Ben: Yes. If the model’s confidence drops below 0.7 or it references regulatory language, the system must halt and route to review.
Alex: After approval, do we need any follow-up?
Ben: Post-output, the Control Owner must verify figures against the system of record within 1 business day and file the evidence in the repository.
Exercises
Multiple Choice
1. Which statement best defines in-flight review in a financial control environment?
- A review done before an LLM use case is approved for production to set boundaries and controls.
- A real-time control that pauses processing when defined triggers are met and routes outputs to a human reviewer.
- A retrospective validation to confirm outputs meet criteria and to archive evidence for audits.
Show Answer & Explanation
Correct Answer: A real-time control that pauses processing when defined triggers are met and routes outputs to a human reviewer.
Explanation: In-flight review provides real-time containment using measurable triggers and gating logic to route outputs for human confirmation before proceeding.
2. Which trigger is written with unambiguous, testable language?
- Outputs should be reviewed when appropriate.
- Trigger review if content seems sensitive or impactful.

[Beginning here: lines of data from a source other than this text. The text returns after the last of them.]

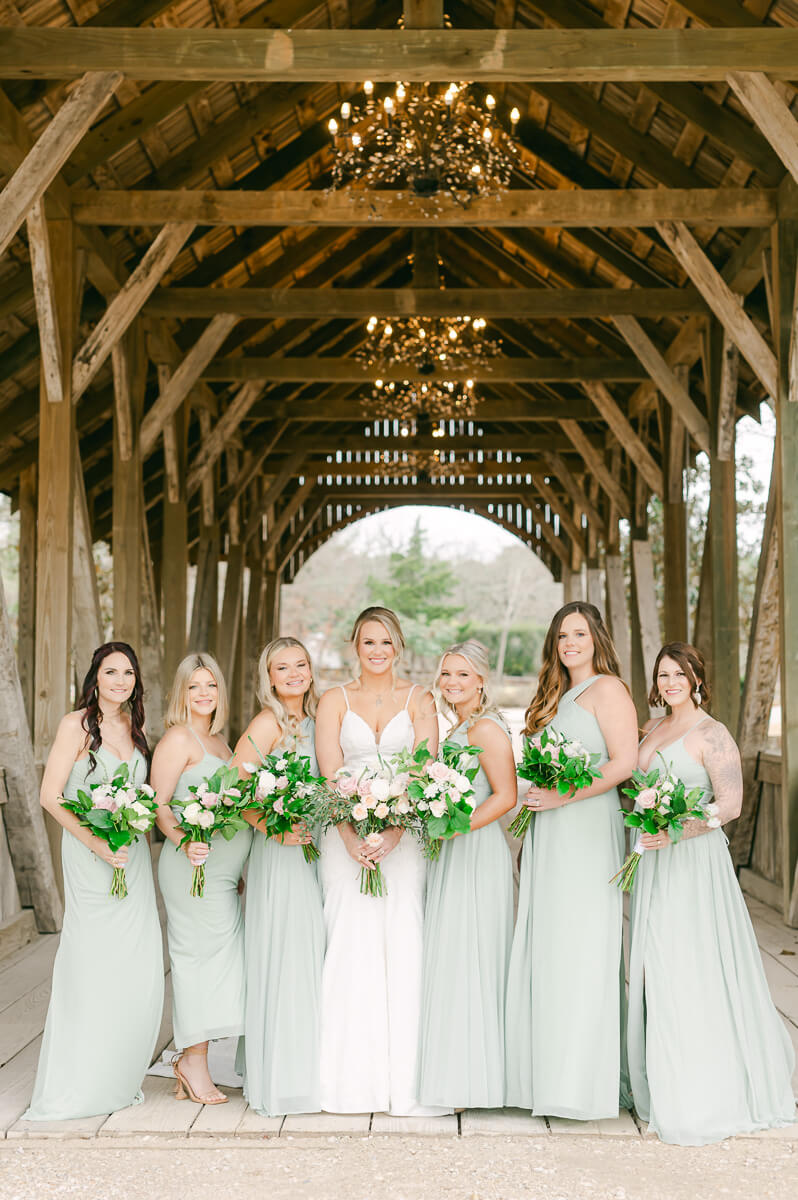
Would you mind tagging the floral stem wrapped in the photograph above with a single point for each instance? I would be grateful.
(214, 808)
(118, 811)
(372, 801)
(285, 795)
(663, 804)
(441, 791)
(553, 761)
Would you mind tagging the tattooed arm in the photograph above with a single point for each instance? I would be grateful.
(721, 759)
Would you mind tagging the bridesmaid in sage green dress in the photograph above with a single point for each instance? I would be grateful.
(279, 1055)
(205, 933)
(565, 1037)
(708, 1054)
(468, 915)
(108, 971)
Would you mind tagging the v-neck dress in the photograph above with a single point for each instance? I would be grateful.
(565, 1035)
(708, 1054)
(107, 995)
(205, 934)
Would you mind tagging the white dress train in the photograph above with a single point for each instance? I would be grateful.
(371, 983)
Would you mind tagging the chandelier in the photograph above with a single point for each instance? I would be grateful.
(424, 137)
(431, 346)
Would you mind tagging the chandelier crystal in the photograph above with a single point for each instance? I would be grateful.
(427, 137)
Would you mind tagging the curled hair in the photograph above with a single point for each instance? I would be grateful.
(89, 701)
(269, 697)
(553, 679)
(694, 666)
(385, 617)
(179, 706)
(478, 658)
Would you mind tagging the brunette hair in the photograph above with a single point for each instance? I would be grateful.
(553, 679)
(694, 666)
(267, 694)
(179, 707)
(89, 701)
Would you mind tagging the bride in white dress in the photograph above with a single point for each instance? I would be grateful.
(371, 984)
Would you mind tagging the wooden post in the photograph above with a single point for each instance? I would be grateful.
(27, 588)
(785, 261)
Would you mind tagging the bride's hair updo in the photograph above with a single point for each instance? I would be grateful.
(269, 697)
(385, 617)
(553, 679)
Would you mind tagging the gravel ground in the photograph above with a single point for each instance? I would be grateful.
(563, 1168)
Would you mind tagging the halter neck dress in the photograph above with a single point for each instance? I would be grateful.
(708, 1054)
(565, 1036)
(279, 1055)
(205, 934)
(467, 936)
(371, 983)
(107, 994)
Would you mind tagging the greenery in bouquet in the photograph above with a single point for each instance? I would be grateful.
(117, 810)
(555, 762)
(213, 809)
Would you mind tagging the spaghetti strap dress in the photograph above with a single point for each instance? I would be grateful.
(108, 975)
(565, 1030)
(467, 935)
(205, 934)
(708, 1054)
(279, 1055)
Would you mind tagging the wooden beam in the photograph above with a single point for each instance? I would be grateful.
(769, 112)
(334, 55)
(627, 436)
(126, 304)
(665, 379)
(363, 303)
(185, 378)
(723, 303)
(531, 208)
(54, 147)
(499, 370)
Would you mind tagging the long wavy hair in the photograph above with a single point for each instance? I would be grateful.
(269, 697)
(89, 701)
(553, 679)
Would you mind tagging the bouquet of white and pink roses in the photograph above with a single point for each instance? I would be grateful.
(371, 801)
(118, 811)
(285, 793)
(215, 808)
(661, 805)
(553, 761)
(441, 790)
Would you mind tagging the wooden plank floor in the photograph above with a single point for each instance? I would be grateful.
(24, 993)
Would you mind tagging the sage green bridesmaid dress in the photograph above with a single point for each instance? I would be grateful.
(708, 1054)
(205, 934)
(107, 996)
(467, 936)
(565, 1030)
(279, 1055)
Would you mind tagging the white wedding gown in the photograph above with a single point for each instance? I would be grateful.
(371, 983)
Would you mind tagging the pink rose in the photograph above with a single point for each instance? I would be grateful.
(647, 798)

- Mandatory review when confidence score < 0.7 for client-facing emails; workflow halts and routes to the Communications Approver.
Show Answer & Explanation
Correct Answer: Mandatory review when confidence score < 0.7 for client-facing emails; workflow halts and routes to the Communications Approver.
Explanation: This option specifies a measurable condition (confidence < 0.7), scope (client-facing emails), immediacy (halt), and role (Communications Approver), aligning with the lesson’s guidance on precise triggers.
Fill in the Blanks
Tier 1 outputs must receive ___ human review for client-facing communications prior to release.
Show Answer & Explanation
Correct Answer: mandatory pre-release
Explanation: The lesson specifies that high-tier, client-facing outputs require mandatory pre-release human review by a designated approver.
Post-output review must preserve evidence in the designated repository to ensure an ___ trail.
Show Answer & Explanation
Correct Answer: audit
Explanation: Recordkeeping is a core function of post-output review; preserving evidence enables an auditable trail.
Error Correction
Incorrect: Outputs may be reviewed as needed when the model confidence seems low.
Show Correction & Explanation
Correct Sentence: Risk-based review must occur when the confidence score is below 0.7, and processing is halted until the designated reviewer approves.
Explanation: Replace vague language with measurable triggers and mandatory verbs; include immediacy (halt) and responsible role per governance standards.
Incorrect: The requester can approve their own LLM-generated disclosure if timing is urgent.
Show Correction & Explanation
Correct Sentence: The reviewer must be independent of the requester; exceptions require pre-approval by Second Line Compliance and expire after 90 days.
Explanation: Segregation of duties is required, and any exceptions must be formally pre-approved with time limits, per the lesson’s roles and exception guidance.